By the late sixties there was also a booming trade in pills, and the same administrative crowd was involved in turning a buck on that. All of it added up to a pretty good-sized river of illicit income. Not like the pile of clandestine bucks that must fly around a really big prison like Attica or San Quentin, but not peanuts, either. And money itself becomes a problem after awhile. You can’t just stuff it into your wallet and then shell out a bunch of crumpled twenties and dog-eared tens when you want a pool built in your back yard or an addition put on your house. Once you get past a certain point, you have to explain where that money came from ... and if your explanations aren’t convincing enough, you’re apt to wind up wearing a number yourself.
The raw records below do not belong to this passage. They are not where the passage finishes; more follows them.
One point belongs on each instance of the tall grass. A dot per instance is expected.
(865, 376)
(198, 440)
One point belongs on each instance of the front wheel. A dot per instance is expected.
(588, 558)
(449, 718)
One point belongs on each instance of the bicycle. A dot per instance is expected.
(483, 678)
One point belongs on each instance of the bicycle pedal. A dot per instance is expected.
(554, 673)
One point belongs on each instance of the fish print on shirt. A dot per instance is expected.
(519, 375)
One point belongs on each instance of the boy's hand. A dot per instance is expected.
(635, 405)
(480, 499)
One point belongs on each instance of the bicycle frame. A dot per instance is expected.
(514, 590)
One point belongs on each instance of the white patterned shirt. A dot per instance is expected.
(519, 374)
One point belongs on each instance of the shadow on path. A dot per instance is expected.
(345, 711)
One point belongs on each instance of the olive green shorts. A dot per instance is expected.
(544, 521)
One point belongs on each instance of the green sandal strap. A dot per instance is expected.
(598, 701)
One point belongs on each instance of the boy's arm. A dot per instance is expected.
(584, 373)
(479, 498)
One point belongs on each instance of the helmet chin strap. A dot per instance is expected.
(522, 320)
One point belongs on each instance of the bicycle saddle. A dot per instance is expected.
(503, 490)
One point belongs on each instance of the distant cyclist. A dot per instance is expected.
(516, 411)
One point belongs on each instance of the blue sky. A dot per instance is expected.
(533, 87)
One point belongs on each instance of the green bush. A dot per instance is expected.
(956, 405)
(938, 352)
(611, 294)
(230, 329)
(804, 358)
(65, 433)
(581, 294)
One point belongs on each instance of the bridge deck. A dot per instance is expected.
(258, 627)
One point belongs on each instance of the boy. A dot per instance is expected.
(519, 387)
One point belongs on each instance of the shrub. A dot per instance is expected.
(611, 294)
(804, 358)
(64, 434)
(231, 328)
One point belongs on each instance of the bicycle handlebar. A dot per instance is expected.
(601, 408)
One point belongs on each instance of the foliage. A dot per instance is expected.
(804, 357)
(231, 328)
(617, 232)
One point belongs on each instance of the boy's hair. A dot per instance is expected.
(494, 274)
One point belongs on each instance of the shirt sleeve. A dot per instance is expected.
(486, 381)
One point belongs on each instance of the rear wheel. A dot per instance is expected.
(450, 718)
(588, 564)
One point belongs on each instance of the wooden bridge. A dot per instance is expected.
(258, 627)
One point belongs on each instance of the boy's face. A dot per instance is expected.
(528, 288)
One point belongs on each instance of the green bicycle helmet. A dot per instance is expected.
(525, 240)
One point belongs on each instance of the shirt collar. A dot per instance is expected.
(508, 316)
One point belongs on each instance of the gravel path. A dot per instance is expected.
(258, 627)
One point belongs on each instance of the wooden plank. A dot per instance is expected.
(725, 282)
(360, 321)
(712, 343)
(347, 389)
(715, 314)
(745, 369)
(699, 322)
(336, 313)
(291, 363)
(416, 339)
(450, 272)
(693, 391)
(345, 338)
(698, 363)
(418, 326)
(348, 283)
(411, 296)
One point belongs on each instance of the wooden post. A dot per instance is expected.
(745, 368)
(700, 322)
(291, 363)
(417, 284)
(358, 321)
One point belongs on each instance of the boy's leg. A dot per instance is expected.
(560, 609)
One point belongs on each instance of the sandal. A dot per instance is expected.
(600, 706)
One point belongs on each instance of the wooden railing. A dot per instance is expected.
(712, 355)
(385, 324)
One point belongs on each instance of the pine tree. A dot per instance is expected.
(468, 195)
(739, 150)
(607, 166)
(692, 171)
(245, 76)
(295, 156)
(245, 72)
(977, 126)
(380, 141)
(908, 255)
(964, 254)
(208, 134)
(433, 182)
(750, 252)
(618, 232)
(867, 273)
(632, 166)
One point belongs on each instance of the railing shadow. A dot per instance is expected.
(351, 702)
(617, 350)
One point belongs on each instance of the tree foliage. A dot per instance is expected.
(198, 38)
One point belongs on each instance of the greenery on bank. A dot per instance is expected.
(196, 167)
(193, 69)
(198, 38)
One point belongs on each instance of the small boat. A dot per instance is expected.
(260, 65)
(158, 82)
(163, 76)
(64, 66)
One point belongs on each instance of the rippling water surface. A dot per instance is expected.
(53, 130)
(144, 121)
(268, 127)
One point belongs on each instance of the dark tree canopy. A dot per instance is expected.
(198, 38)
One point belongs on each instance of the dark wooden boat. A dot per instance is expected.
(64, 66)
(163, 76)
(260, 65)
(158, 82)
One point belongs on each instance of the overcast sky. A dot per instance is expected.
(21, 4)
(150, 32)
So there was a need for Andy’s services. They took him out of the laundry and installed him in the library, but if you wanted to look at it another away, they never took him out of the laundry at all. They just set him to work washing dirty money instead of dirty sheets. He funnelled it into stocks, bonds, tax-free municipals, you name it.
He told me once about ten years after that day on the plate-shop roof that his feelings about what he was doing were pretty clear, and that his conscience was relatively untroubled. The rackets would have gone on with him or without him. He had not asked to be sent to Shawshank, he went on; he was an innocent man who had been victimized by colossal bad luck, not a missionary or a do-gooder.
“Besides, Red,” he told me with that same half-grin, “what I’m doing in here isn’t all
that
different from what I was doing outside. I’ll hand you a pretty cynical axiom: the amount of expert financial help an individual or company needs rises in direct proportion to how many people that person or business is screwing.